Based on the results of a phase 2 trial, it commenced a phase 3 trial of resmetirom in NASH patients with fibrosis. A second phase 3 trial in NASH patients with hyperlipidemia is slated to begin soon, potentially even before the end of 2019.
Like Assembly, Madrigal became public through a reverse merger back in 2016. After the company announced positive phase 2 results at the end of May 2018, its share price spiked to $322. Madrigal took full advantage of that investor enthusiasm and raised approximately $300 million at a share price of $305. Today, Madrigal trades around $88 per share. While it has enough cash to fund the phase 3 trial in NASH, the upside for investors from here will ultimately depend on how robust the phase 3 results are in relation to the competition.

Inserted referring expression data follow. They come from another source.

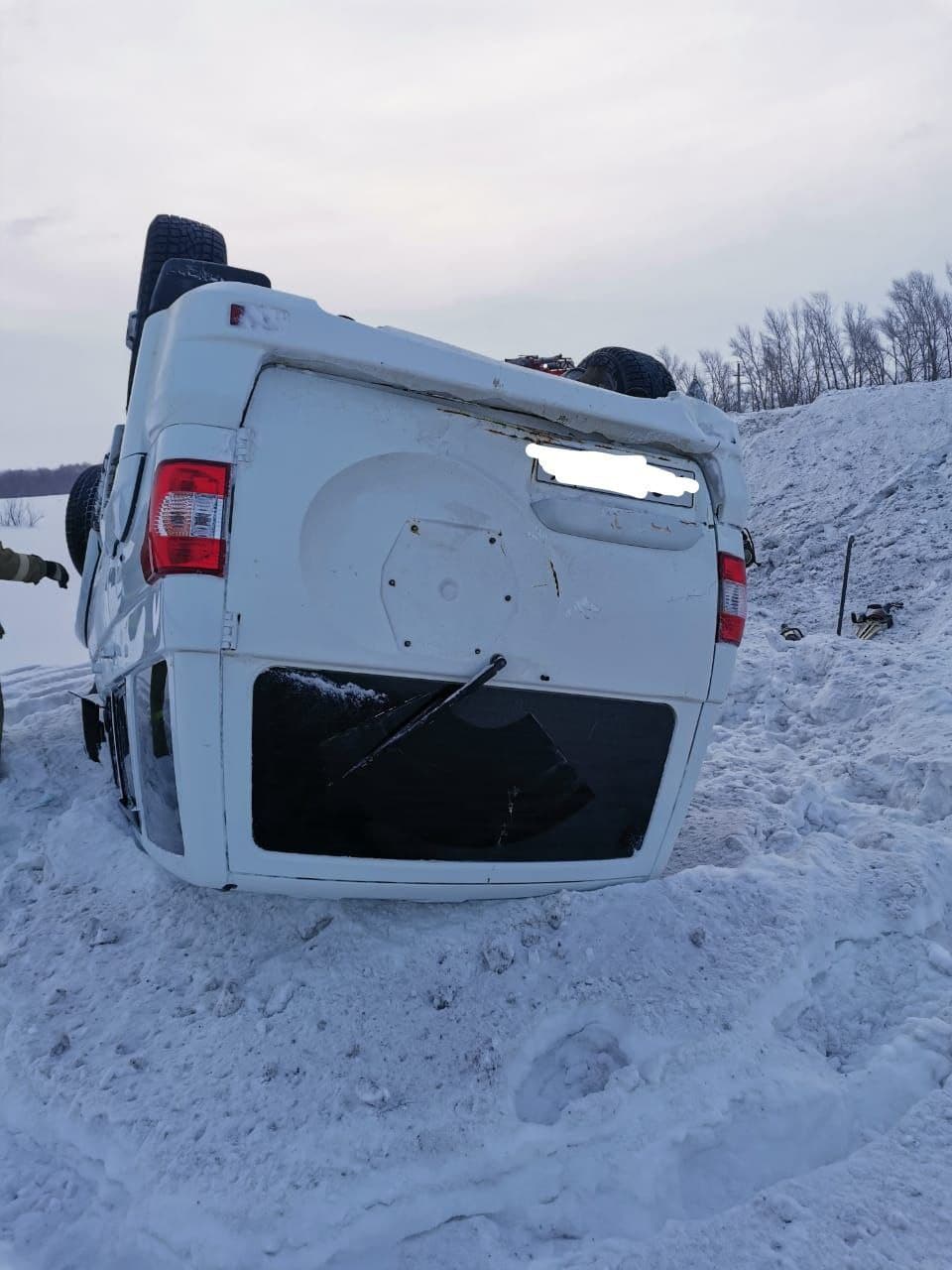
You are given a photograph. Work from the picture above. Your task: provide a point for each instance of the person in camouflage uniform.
(17, 567)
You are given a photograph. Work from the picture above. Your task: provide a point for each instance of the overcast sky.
(513, 177)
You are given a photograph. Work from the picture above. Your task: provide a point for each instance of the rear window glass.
(506, 775)
(159, 799)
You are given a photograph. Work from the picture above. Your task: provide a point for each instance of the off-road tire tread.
(171, 238)
(624, 370)
(81, 513)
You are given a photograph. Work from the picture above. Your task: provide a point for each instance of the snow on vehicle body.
(317, 530)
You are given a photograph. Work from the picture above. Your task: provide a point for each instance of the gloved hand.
(56, 572)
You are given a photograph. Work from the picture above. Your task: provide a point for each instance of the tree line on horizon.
(37, 481)
(814, 347)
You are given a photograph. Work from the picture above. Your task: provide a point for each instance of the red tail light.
(185, 531)
(733, 598)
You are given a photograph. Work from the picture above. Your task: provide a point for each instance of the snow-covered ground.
(40, 620)
(743, 1065)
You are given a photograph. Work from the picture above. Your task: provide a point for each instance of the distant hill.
(33, 481)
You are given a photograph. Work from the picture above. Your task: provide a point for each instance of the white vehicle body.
(385, 535)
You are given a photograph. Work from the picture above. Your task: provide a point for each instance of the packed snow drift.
(742, 1065)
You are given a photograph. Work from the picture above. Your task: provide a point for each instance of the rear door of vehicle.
(384, 548)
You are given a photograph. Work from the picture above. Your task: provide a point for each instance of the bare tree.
(676, 367)
(18, 512)
(719, 375)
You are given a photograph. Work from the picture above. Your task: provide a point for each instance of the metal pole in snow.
(846, 579)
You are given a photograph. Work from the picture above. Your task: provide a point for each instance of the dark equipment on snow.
(556, 365)
(846, 579)
(878, 617)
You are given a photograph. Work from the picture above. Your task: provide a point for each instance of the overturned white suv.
(371, 615)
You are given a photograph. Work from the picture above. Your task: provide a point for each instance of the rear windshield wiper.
(426, 714)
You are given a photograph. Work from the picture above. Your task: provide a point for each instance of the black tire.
(622, 370)
(81, 513)
(173, 238)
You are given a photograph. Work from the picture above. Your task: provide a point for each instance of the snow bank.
(743, 1065)
(39, 620)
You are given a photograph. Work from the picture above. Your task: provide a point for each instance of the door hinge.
(229, 630)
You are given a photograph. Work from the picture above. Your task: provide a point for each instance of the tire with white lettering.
(622, 370)
(81, 513)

NASH emerged as one of the hottest areas in biotech, and competition poured in. Intercept Pharmaceuticals (ICPT) filed a New Drug Application with the U.S. Food and Drug Administration for the approval of obeticholic acid as a treatment for patients with fibrosis due to NASH. The FDA's decision could come before the results of resmetirom's Phase 3 trial are known. While it's a risk, companies are developing drugs with different mechanisms, which will provide differentiation and potentially offer synergistic benefits to patients.
The share prices of Assembly, CymaBay, and Madrigal are all down year-to-date and are far below their peaks. Each company, however, is sufficiently capitalized to achieve the key inflection points of reporting late-stage clinical trial results. Risk-tolerant investors may choose to go bargain-hunting among them -- recognizing that ultimately, it will be the clinical results they deliver next year that will determine where their stocks go next.